Colour helps to set in the mood of every scene; it enhances the emotions of every sequence and sends a distinct feeling to the viewers. As this film was a romantic tale with intense dialogues, colour was an important factor that we had to keep in mind always. For example, for various dark emotional scenes we kept the background greyish with dark night sky whereas for various fresh scenes, the background sky was bright with a shining sun complimented with vibrant colours.

How was it working with Sanjay Leela Bhansali?

Bhansali sir is a highly creative person with great visualisation power. He is a filmmaker who has constantly evolved and is willing to accept change by adjusting to the new technology. While working with him on Ram-Leela, he never preferred VFX and thus used just minimum of it. But in Bajirao Mastani, his confidence in VFX rose to a higher level.

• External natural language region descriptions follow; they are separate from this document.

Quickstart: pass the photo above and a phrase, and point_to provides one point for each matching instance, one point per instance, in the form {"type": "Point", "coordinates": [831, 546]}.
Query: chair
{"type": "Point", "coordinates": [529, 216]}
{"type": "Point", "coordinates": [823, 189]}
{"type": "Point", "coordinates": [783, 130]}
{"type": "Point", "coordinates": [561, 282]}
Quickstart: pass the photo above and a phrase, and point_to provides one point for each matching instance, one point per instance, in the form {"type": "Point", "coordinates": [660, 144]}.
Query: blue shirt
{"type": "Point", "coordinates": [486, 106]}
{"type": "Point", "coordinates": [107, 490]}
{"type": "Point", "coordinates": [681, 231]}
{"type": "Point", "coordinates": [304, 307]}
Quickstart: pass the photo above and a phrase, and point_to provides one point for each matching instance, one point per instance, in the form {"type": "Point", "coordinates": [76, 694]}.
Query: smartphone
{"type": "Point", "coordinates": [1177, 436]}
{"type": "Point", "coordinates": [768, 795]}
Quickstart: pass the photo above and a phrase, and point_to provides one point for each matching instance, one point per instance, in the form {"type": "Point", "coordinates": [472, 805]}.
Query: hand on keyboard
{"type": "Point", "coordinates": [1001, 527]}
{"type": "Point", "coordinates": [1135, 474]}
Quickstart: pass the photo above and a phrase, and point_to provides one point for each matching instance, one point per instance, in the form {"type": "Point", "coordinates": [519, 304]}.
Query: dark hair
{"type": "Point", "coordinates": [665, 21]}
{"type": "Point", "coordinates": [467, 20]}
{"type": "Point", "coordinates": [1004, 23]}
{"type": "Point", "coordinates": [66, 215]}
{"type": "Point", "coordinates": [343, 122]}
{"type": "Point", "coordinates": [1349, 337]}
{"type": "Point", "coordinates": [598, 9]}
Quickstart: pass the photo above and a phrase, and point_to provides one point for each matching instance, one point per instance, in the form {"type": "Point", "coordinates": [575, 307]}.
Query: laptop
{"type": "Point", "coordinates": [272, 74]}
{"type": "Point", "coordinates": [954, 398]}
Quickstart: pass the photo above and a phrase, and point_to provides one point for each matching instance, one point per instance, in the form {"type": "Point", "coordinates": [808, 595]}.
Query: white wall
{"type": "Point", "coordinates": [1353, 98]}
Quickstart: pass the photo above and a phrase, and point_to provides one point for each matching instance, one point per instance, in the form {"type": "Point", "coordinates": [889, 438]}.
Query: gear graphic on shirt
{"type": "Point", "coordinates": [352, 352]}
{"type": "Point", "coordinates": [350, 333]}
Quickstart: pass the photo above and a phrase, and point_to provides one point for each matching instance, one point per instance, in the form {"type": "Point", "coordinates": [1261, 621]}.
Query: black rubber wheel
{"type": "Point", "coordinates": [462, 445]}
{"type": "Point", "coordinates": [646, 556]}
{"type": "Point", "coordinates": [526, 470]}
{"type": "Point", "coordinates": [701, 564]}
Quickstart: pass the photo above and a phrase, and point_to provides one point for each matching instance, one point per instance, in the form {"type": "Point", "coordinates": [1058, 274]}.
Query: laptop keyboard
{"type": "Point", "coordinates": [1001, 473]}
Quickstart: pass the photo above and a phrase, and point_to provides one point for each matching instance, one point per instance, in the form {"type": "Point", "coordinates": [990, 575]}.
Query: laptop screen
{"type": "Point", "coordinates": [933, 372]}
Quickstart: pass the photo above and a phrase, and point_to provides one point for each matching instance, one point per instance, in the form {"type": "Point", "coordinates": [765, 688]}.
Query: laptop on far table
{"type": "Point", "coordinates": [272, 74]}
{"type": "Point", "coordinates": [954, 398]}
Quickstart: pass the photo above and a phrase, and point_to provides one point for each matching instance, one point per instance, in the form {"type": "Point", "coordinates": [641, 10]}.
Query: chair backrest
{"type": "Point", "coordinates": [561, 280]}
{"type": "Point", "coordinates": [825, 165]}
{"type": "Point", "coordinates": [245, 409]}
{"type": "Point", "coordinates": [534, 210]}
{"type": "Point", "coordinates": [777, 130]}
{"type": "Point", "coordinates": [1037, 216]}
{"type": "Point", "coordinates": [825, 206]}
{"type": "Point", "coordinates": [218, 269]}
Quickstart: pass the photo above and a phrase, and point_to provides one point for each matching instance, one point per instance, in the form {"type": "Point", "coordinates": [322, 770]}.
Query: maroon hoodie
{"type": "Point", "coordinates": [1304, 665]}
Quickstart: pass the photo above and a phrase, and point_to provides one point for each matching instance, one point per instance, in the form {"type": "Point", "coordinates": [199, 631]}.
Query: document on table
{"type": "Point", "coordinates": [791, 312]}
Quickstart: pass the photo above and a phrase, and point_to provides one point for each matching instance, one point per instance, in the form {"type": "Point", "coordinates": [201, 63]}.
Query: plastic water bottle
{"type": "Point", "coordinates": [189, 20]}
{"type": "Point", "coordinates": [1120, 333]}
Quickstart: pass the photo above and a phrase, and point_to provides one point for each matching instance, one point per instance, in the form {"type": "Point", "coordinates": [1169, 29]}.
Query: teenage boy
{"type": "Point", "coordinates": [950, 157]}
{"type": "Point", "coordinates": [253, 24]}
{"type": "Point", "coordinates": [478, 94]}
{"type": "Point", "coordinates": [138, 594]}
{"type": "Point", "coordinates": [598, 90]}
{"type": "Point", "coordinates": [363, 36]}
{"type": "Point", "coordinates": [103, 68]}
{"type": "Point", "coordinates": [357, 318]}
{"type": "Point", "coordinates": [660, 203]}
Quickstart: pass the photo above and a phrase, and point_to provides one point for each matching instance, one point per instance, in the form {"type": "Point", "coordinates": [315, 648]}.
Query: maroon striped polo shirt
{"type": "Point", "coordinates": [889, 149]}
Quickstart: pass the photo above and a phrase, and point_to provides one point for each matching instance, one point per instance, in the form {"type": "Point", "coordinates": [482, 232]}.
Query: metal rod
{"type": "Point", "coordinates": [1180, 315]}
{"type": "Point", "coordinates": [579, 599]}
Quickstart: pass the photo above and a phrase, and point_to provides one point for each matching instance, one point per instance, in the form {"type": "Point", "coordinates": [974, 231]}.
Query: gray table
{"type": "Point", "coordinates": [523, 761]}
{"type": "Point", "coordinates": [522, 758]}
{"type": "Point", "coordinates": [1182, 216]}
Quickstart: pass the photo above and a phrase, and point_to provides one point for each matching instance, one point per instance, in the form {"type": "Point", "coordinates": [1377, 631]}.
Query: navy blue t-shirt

He visualised his scenes keeping VFX in mind and undoubtedly believed that VFX could pull his shot and add grandeur to his sequences. Therefore, I have seen him evolve and give the ability of VFX work its due importance and deserving space.

Bajirao Mastani has set a benchmark to take visuals and storytelling to another level. After Baahubali, this is the film that has displayed the potential and expanse of VFX in the Indian film industry. The film grossed $52 million (Rs 350 crore) at the box office and Sutar won several awards like Zee Cine, Screen and the Asian Film Awards for Best Visual Effects for this film. It is a moment of pride and honour that India has been recognised and appreciated for VFX at the Asian Film Award stature in competition to films from across Asia.